Sasuke cerró los ojos, evocando aquel encuentro hacía ya siete largos y luctuosos años y que aún lo hacía despertar por las noches, repleto de odio...
-FLASHBACK-
-¡Itachi!
El aludido ni se movió. Frente a Naruto, se mantuvo de espaldas al joven moreno que lo amenzaba furioso con el chidori en mano, listo para ser lanzado.
-¿Quién es? –inquirió Kisame.
-Mi hermano pequeño -afirmó Itachi muy tranquilo, sin volverse todavía.
El shinobi con apariencia de pez quedó estupefacto ante aquellas palabras, pues nunca Itachi había hecho mención de que alguien lo conociese. Su compañero era un ser tan solitario como él, y siempre había negado que aún tuviese a alguien en su vacía y lóbrega vida. Miró interesado a Sasuke. ¿En serio eran parientes? Bueno, se le parecía mucho físicamente, eso era cierto... Pero los ojos de aquel niño respiraban aún unos rayos de luz, a diferencia de los opacos orbes de Itachi, frío y oscuro como un pedazo de hielo.
Sasuke se estremeció, casi excitado. Su hermano mayor estaba ahí; la oportunidad perfecta para atacarlo, para matarlo, para librarse de su congoja. Era demasiado armónico. Años esperando por aquel momento... y había llegado al fin. Alzó la mano, rebosante de chispas. La cólera se apoderaba de todo su ser. Naruto, frente a él, fue testigo claro de todo el odio acumulado en el corazón de su amigo todos aquellos solitarios años, y se estremeció de espanto.
-Todo este tiempo –manifestó el moreno con ira contenida-, me he estado entrenando duramente, con un solo objetivo: acabar contigo. Todo este sufrimiento, todo lo que he pasado... todo ha sido por ti, Itachi Uchiha... Yo... yo...
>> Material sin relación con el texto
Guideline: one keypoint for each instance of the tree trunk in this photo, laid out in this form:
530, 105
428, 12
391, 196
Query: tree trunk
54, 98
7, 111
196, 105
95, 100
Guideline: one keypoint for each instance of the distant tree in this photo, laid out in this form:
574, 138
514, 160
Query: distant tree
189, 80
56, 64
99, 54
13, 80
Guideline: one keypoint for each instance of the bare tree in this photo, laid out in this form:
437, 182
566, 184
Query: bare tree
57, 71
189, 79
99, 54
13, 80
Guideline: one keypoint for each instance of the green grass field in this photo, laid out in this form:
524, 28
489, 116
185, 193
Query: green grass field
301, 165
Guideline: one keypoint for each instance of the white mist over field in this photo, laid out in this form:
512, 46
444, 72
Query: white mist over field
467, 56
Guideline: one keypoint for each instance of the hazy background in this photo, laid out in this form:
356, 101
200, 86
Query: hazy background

Todos los presentes estaban pendientes de las palabras del joven, excepto el portador del Mangekyou, que seguía sin darse la vuelta para encarar a su hermano.
-¡HE VIVIDO PARA ESTO!
Con un aullido de ira, Sasuke recorrió la corta distancia que lo separaba de Itachi, con el chidori rugiendo a más no poder. Naruto gritó su nombre, asustado... pero en ese momento, él no importaba. Itachi estaba ahí, y debía acabar con él, costase lo que costase. Solo unos pocos metros lo separaban de su espalda...
Pero en el último momento, el mayor de los Uchiha, elegante, detuvo ese ataque a primera vista, mortal, tomando la mano de su hermano con la suya propia, sin hacer grandes movimientos. Sasuke gritó de frustración.
-Ahora tú no eres importante –dicho lo cual, rompió con solo apretando la extremidad de Sasuke. Éste chilló, el dolor lo mataba.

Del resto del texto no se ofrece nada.